In this time, I have become closer with my two good girlfriends. This has always been a challenge for me. Women have continually stabbed me in the back my whole life. But these women have given me pause. They accept me with my array of faults and eccentric behaviors. They don’t mind that I’m a forgetful hummingbird most of the time. They lift me up when I can’t see myself in the mirror and let me know that the warped image I might see is not real.

For poetry month, I did something different. I jumped on an acquaintance’s prompt train because I was determined not to write a month of death poems for my mother. Not this year. Not ever again. He has always been a poet that I admired and one that I published when I was in that capacity years ago. Every night for a month, we wrote poems as a call and response. I had never done this before. I had always gotten a prompt and had to dig up, sometimes painfully, a poem that I only 40% liked.

This was different.
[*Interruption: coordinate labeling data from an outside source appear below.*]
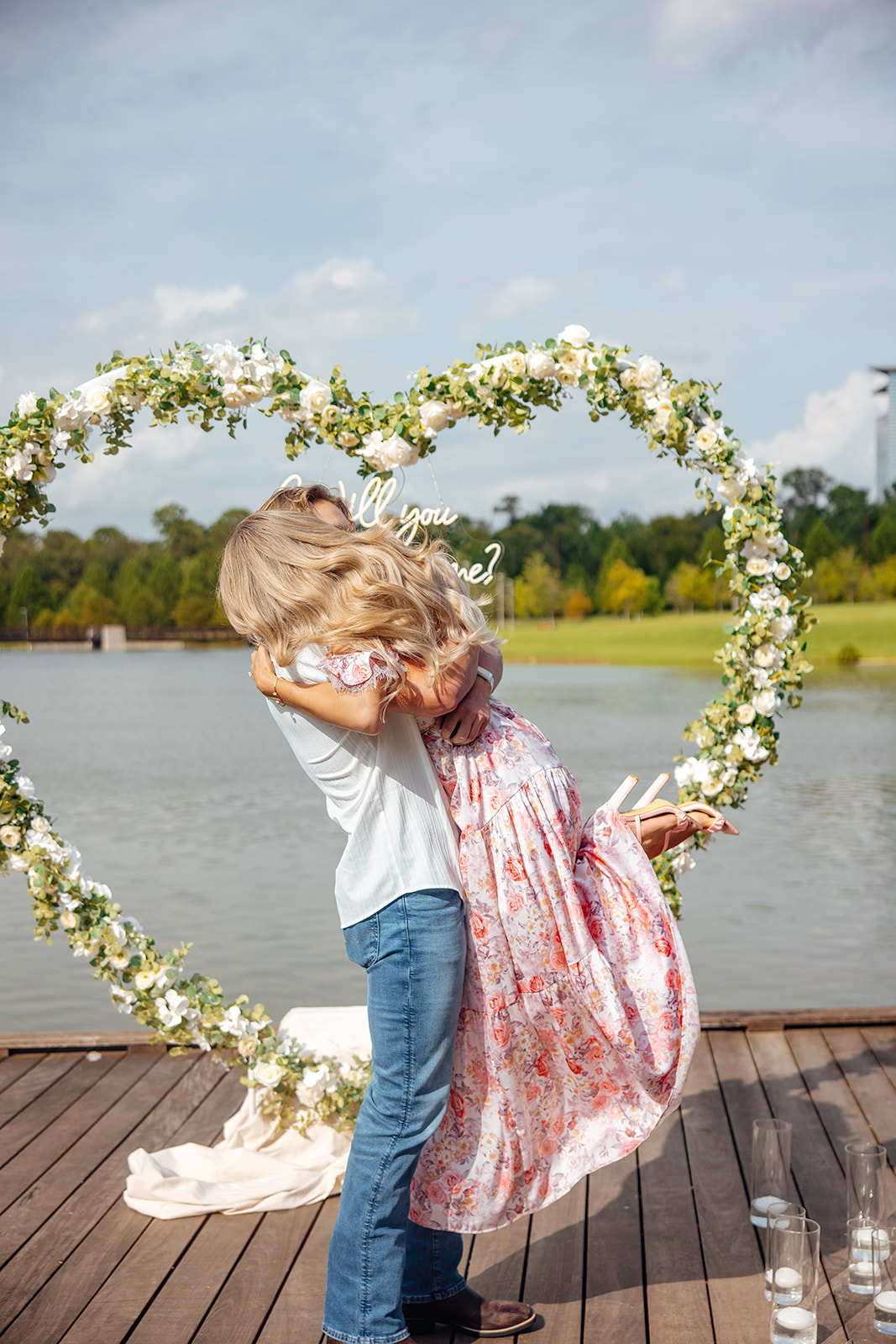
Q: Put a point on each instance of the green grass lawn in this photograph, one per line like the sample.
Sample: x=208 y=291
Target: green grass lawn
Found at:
x=691 y=640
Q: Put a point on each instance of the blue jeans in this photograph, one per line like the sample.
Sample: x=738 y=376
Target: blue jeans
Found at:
x=414 y=953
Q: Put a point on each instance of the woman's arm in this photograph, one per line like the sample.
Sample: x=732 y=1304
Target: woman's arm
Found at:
x=363 y=711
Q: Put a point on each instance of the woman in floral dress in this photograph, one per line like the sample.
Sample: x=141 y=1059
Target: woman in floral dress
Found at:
x=579 y=1015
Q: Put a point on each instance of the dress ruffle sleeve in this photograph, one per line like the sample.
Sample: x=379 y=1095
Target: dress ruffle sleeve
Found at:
x=352 y=674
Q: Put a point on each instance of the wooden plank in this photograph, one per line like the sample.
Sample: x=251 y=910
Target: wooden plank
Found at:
x=188 y=1294
x=817 y=1173
x=678 y=1299
x=868 y=1084
x=246 y=1299
x=33 y=1084
x=883 y=1042
x=298 y=1310
x=47 y=1148
x=777 y=1019
x=497 y=1261
x=177 y=1085
x=13 y=1066
x=555 y=1267
x=53 y=1102
x=734 y=1265
x=15 y=1042
x=614 y=1280
x=120 y=1267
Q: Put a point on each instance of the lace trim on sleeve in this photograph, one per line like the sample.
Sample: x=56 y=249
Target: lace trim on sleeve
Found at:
x=352 y=674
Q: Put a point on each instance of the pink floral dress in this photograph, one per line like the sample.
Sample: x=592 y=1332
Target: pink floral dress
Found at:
x=579 y=1015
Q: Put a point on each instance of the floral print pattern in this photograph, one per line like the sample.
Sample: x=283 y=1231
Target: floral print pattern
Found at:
x=579 y=1015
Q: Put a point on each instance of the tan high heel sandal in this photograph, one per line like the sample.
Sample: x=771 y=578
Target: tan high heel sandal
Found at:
x=683 y=819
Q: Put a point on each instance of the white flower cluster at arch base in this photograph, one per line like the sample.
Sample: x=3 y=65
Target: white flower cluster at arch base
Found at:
x=762 y=659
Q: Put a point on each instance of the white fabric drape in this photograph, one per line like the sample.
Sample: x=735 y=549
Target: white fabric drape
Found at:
x=255 y=1167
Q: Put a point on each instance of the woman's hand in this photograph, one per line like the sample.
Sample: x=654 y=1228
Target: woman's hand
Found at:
x=262 y=672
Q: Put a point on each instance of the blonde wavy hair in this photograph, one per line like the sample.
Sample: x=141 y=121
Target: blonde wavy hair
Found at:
x=289 y=580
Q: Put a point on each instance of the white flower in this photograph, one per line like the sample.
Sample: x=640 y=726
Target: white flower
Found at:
x=434 y=416
x=315 y=396
x=575 y=335
x=268 y=1074
x=540 y=365
x=94 y=398
x=750 y=743
x=782 y=628
x=174 y=1008
x=515 y=362
x=387 y=454
x=766 y=702
x=649 y=371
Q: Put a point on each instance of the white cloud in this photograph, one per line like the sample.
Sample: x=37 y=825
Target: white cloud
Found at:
x=692 y=34
x=179 y=304
x=520 y=295
x=837 y=433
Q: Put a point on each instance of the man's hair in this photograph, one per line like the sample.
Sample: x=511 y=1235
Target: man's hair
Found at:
x=301 y=499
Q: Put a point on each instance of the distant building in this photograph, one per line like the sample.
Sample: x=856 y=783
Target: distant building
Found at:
x=886 y=459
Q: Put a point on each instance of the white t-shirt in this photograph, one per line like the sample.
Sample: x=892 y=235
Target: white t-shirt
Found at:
x=383 y=792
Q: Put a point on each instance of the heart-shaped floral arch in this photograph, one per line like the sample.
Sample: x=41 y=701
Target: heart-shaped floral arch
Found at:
x=762 y=659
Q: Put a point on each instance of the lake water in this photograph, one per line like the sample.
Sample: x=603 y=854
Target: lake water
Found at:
x=168 y=774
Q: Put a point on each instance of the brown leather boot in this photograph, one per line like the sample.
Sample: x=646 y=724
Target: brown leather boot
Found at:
x=468 y=1310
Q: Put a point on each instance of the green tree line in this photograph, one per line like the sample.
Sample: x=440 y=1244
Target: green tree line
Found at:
x=562 y=559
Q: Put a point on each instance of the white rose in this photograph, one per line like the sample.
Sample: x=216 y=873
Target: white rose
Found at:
x=575 y=335
x=515 y=362
x=315 y=396
x=434 y=416
x=268 y=1074
x=649 y=371
x=540 y=365
x=766 y=703
x=782 y=628
x=96 y=400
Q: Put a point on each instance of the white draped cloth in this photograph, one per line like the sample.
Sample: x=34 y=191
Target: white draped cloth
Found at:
x=257 y=1167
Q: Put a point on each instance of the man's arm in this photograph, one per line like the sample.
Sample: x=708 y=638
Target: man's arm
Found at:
x=472 y=714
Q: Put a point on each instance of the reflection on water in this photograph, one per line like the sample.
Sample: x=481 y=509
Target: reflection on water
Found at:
x=181 y=793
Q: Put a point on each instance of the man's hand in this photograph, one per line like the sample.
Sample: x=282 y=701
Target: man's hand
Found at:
x=470 y=717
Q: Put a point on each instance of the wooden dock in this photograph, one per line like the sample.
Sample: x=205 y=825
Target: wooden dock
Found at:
x=653 y=1250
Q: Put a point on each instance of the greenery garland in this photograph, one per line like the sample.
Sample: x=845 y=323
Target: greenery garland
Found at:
x=762 y=660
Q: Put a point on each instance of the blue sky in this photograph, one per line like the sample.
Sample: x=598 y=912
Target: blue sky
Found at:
x=383 y=183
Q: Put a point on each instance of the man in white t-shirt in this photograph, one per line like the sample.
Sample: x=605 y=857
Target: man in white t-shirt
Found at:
x=398 y=893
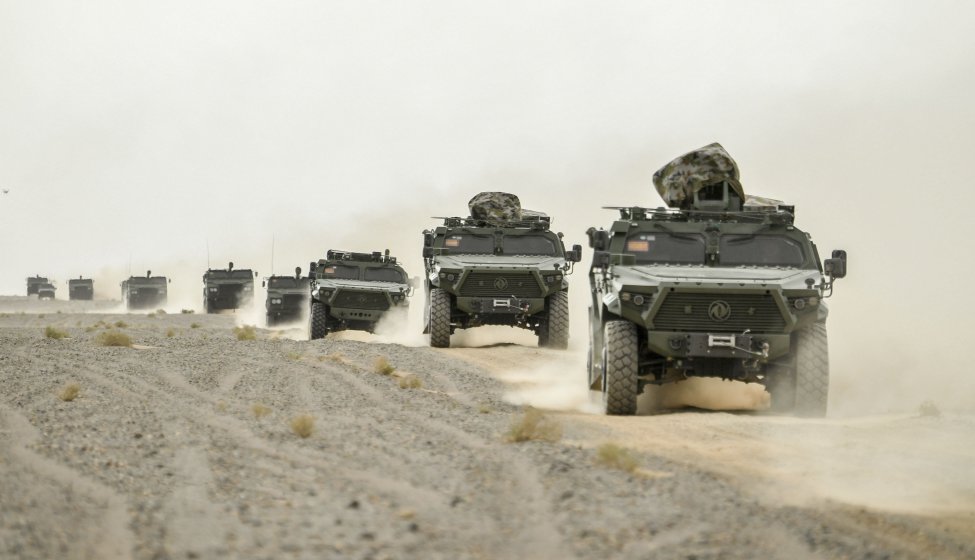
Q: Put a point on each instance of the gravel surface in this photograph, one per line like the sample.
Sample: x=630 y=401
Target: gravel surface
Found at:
x=183 y=447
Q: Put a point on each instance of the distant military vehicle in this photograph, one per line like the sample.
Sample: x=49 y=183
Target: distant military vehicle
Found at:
x=45 y=290
x=499 y=266
x=354 y=290
x=228 y=288
x=81 y=289
x=287 y=297
x=34 y=282
x=718 y=285
x=145 y=292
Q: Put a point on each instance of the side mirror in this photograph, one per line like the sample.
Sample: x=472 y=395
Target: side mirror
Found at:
x=836 y=266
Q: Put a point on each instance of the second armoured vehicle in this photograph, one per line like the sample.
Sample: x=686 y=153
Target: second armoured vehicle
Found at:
x=719 y=285
x=287 y=297
x=354 y=290
x=81 y=288
x=499 y=266
x=145 y=292
x=227 y=288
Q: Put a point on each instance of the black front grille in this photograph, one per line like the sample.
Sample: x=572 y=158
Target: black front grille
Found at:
x=695 y=312
x=361 y=300
x=492 y=284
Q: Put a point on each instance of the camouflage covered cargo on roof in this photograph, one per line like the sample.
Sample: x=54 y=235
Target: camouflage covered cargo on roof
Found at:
x=495 y=206
x=679 y=180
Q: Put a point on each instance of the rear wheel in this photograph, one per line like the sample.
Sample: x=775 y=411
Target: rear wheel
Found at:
x=318 y=320
x=620 y=384
x=439 y=318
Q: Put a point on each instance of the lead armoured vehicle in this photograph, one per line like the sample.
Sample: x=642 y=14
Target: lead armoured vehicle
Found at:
x=227 y=288
x=287 y=297
x=354 y=290
x=500 y=266
x=81 y=289
x=718 y=285
x=145 y=292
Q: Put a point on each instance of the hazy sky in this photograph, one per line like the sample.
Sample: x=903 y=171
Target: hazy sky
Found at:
x=136 y=134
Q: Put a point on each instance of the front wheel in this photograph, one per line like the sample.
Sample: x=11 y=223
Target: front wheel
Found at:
x=318 y=321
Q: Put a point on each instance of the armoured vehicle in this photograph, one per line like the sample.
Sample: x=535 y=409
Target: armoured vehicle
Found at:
x=33 y=282
x=81 y=288
x=354 y=290
x=719 y=285
x=227 y=288
x=287 y=297
x=500 y=266
x=145 y=292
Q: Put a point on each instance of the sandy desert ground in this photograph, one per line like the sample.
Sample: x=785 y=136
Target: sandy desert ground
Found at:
x=182 y=447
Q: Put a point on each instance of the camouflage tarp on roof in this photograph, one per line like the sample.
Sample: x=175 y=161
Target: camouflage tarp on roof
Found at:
x=681 y=178
x=495 y=206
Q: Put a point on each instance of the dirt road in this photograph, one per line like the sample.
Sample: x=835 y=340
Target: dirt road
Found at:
x=182 y=448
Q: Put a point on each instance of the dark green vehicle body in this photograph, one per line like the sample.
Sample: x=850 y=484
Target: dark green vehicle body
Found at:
x=228 y=288
x=145 y=292
x=736 y=293
x=497 y=273
x=354 y=291
x=287 y=297
x=81 y=289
Everyday, I collected random lines from the world. Things from nature or memories that floated into my head. The worries about pandemic and fragile loved ones. The grief of losing a way of life I didn’t realize I had established. At the end of the night, I would take his prompt and construct a poem from what I collected. It was an organic feeling. It was beautiful. What a gift to be able to see something new about yourself and your craft. I’m forever grateful to him for this. Along the way, we found a friendship too that is more deep and centered than I might have expected. 

I’m not sure I have ever felt more whole in my entire life. All the years of grief and death. All the losses and terrible endings. All that suffering feels washed away with spring rain. This pandemic will change us all. Some in good ways and others not so much, but I think perspective means everything. This is a time when nature and universe has given every living being the opportunity to look inside themselves and see what they are made of. You owe it to yourself to do this instead of grasping at what was or what should have been.

Happy Mother’s Day to all the beautiful women I know who are loving their kids, other people’s kids, fur babies, and lifting other mothers with their compassion. It’s a great day to be alive.